The spread of these relatively small fossil DER units, which EPRI has defined in its research as 25 megawatts or smaller, raises important air quality questions. The traditional power system has been dominated by large, central coal and natural gas-fired plants, usually located far from population centers, which can offer air quality benefits. “With central station coal or natural gas, you benefit from their tall stacks that release emissions at an elevation of 200 meters,” said Shaw. “Those emissions are going to dilute, react, and change before they reach the ground. Often, the environment can do its work to transform those emissions into something much less harmful, though that’s not always the case.” With continuous emissions monitoring and emissions control devices at these facilities, many impacts are well understood, and air quality has improved in recent years.
Fossil DER often operate at street level near or in cities and towns. Because such emissions can be released into urban canyons created by tall buildings and narrow streets, they are not always subject to the natural dilution that occurs high in the sky. Local and regional air quality impacts of such units are largely unknown, and EPRI launched the first comprehensive examination in 2014.
Shaw lists just a few of the unknowns. “Are fossil DER emissions sufficiently low that the environmental impacts are negligible? Are there emissions controls on these units, and are they needed? Do we have modeling tools to calculate impacts from individual sites? Do we have tools to calculate cumulative regional impacts?”
Generally, fossil DER units must be permitted before going into service. For emergency generators, permits restrict hours of operation and fuel types to minimize air pollution. Growing interest in using fossil DER for demand response—which may entail ramping up and down rapidly to help utilities meet peak demand—has led state and local regulators to reconsider permitting standards. This will require a better understanding of emissions.
In 2014, Shaw and EPRI Principal Technical Leader Eladio Knipping began the three-year initiative by determining what is known about emissions from fossil-fueled DER. These include particulate matter, carbon monoxide, nitrogen oxides, sulfur dioxide, and carbon dioxide. “These devices are not regularly measured,” said Shaw. “So we scoured available emissions information from our utility members and other sources.” This legwork revealed important details about the types and levels of emissions.
Also in 2014, EPRI developed air quality models to characterize emissions within a half-mile of facilities, as well as regional models to predict impacts in areas the size of southern California or the northeastern United States. Researchers are modeling various scenarios to determine current impacts, as well as impacts in 2035 based on projected deployment of fossil DER.
The Work Ahead
Building on this groundwork, Shaw, Knipping, and their team in 2015 will continue to evaluate model scenarios and begin emissions measurements in the field. The first field site is a 15-megawatt combined heat and power natural gas facility. Although this unit is small relative to a traditional power plant, monitoring it will yield valuable information because emissions tests were conducted when it was commissioned five years ago, and it has been operating regularly since then. “A big question is how these devices age,” said Shaw, adding that she plans to measure emissions at a fossil DER facility participating in a demand response program.

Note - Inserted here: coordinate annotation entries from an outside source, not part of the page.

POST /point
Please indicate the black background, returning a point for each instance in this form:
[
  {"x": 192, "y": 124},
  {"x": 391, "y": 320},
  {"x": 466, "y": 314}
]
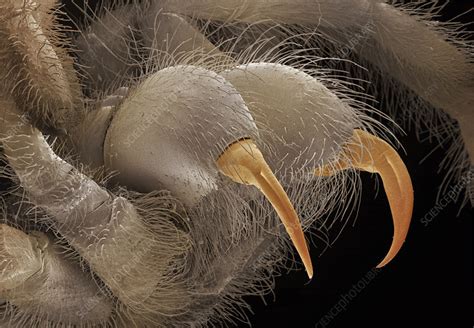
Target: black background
[{"x": 430, "y": 281}]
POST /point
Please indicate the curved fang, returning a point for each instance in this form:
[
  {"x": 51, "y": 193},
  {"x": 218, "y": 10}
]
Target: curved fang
[
  {"x": 244, "y": 163},
  {"x": 369, "y": 153}
]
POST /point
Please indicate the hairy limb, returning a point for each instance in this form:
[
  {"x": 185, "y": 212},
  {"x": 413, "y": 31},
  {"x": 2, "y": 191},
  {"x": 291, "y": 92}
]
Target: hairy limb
[
  {"x": 138, "y": 264},
  {"x": 42, "y": 284},
  {"x": 37, "y": 73}
]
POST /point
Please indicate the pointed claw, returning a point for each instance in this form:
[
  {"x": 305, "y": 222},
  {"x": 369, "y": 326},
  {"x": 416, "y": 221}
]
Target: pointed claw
[
  {"x": 244, "y": 163},
  {"x": 369, "y": 153}
]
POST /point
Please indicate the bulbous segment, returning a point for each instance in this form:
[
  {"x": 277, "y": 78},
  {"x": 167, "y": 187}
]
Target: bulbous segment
[
  {"x": 170, "y": 131},
  {"x": 296, "y": 114}
]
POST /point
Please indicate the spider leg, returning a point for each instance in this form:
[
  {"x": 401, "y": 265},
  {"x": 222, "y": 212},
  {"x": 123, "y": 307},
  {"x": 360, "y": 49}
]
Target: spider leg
[
  {"x": 37, "y": 73},
  {"x": 39, "y": 281},
  {"x": 140, "y": 267},
  {"x": 419, "y": 55}
]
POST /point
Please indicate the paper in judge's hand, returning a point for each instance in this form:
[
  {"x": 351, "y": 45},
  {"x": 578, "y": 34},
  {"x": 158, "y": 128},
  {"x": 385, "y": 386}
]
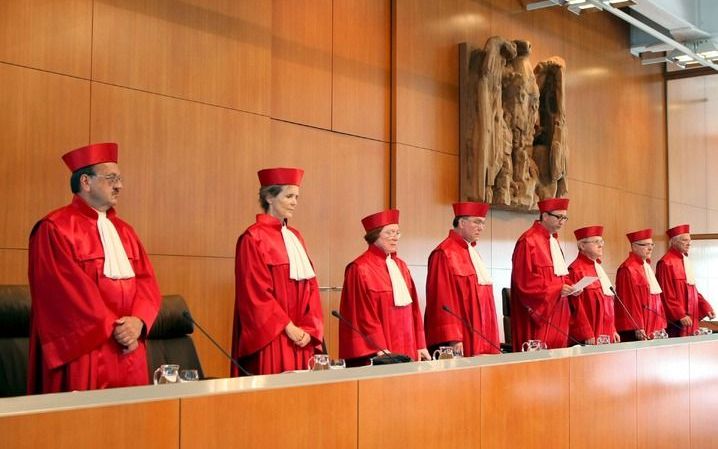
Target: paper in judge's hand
[{"x": 584, "y": 282}]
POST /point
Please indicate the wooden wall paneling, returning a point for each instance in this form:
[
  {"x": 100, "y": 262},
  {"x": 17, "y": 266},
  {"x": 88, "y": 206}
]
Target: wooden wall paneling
[
  {"x": 308, "y": 148},
  {"x": 359, "y": 186},
  {"x": 361, "y": 65},
  {"x": 43, "y": 116},
  {"x": 530, "y": 405},
  {"x": 207, "y": 284},
  {"x": 190, "y": 169},
  {"x": 703, "y": 394},
  {"x": 147, "y": 425},
  {"x": 211, "y": 51},
  {"x": 711, "y": 92},
  {"x": 13, "y": 266},
  {"x": 603, "y": 401},
  {"x": 427, "y": 410},
  {"x": 426, "y": 184},
  {"x": 426, "y": 74},
  {"x": 54, "y": 36},
  {"x": 302, "y": 62},
  {"x": 663, "y": 397},
  {"x": 322, "y": 416}
]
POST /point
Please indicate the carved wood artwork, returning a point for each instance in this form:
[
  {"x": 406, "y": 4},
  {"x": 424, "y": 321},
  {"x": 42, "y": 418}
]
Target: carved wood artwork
[{"x": 512, "y": 125}]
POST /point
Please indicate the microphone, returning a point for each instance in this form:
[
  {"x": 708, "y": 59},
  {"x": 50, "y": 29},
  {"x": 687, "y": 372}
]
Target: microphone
[
  {"x": 189, "y": 318},
  {"x": 384, "y": 359},
  {"x": 468, "y": 324},
  {"x": 680, "y": 328},
  {"x": 615, "y": 295},
  {"x": 561, "y": 331}
]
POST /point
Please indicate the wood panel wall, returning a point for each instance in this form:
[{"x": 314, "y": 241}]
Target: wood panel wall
[{"x": 200, "y": 94}]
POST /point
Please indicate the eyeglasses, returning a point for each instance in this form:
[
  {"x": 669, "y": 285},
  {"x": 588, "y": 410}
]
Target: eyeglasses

This work seeks to identify future research priorities and provide information to guide practical solutions. Scientifically sound insights on air quality impacts of increased fossil DER can inform regulators as they modify and implement emissions rules. The research can guide utilities as they consider where to install fossil DER units and how much capacity to add in specific locations to comply with air quality regulations. The results can also help inform other EPRI researchers and organizations developing new emissions control equipment for fossil DER.
The work that Shaw and her colleagues are doing today is aimed at guiding choices that lead to an improved future. “If the data show that increased fossil DER is a net positive for the environment, then that helps everyone involved make a better choice,” she said. “And if there are concerns about future air quality impacts, the research can help us provide recommendations to minimize them.”